Valdez sets the scene: You're a struggling parent. Whether it's the economic crisis, a health problem, or bad luck, you can't pay the rent, and you're evicted from your place. The first thing you have to do is tell your kid to pack up his stuff, because the family is moving to a shelter. In many cases, your kid is devastated and upset at the idea of moving into a facility. You feel like you've failed your kid on every level. You can't provide him with something as basic as housing. Now you have to set out to find a job -- a near-impossible task in this economy -- while tending to your kid in what's probably the lowest moment of his childhood.
I speak to one boy, 13-year-old Franscisco Hernandez, who initially told his mother that he wouldn't check into the shelter. "I didn't want to leave my friends. I didn't want to be a new person again." Francisco's mom has a heart condition and was unable to maintain a job because she had been in and out of the hospital. She knew that the shelter was her only option, but told Valdez that Francisco wouldn't budge. If she and her son were going to check in, then she needed Valdez to sell Francisco on the idea.

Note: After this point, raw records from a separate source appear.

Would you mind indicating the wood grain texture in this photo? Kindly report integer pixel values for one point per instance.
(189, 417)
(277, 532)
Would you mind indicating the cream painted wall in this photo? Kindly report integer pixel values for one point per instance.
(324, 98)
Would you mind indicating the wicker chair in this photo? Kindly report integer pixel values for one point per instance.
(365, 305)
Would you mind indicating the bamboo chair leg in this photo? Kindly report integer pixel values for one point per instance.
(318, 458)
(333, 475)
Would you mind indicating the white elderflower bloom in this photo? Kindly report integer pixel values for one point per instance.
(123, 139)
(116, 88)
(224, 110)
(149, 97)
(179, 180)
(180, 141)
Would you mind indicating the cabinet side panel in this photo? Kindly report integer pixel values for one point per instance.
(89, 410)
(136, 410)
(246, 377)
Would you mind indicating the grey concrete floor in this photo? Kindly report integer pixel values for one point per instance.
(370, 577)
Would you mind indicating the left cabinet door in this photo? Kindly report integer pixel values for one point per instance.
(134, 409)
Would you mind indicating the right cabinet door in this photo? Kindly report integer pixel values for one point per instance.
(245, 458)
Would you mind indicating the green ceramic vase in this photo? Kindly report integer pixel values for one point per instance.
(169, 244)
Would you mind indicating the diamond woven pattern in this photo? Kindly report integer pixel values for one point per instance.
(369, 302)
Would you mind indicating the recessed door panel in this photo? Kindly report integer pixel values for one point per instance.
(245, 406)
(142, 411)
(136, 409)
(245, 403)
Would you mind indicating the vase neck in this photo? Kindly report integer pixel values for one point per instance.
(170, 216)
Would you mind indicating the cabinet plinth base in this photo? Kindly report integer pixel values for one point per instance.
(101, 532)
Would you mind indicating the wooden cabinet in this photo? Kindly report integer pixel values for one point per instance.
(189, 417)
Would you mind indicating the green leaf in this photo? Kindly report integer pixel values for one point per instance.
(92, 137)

"These parents are trying to find jobs, which is hard. They're busy. They might not have time to teach them everyday things while that's going on," says Valdez. In that respect, this event is as much for the parents as it is for their kids. For a single day, they feel like they've given their kids something material. The morale of the entire community within the shelter is lifted.
When I ask Valdez if he was weirded out by the Right Guard pitch, he shrugged. He tells me in not so many words that he doesn't have the luxury of cynicism. The work he has to do to is too hard, but today it's a cinch -- the kids are loving every drill. To Valdez, Birdsong is an assist guy of the highest order, regardless of whether he's an aerosol or roll-on man.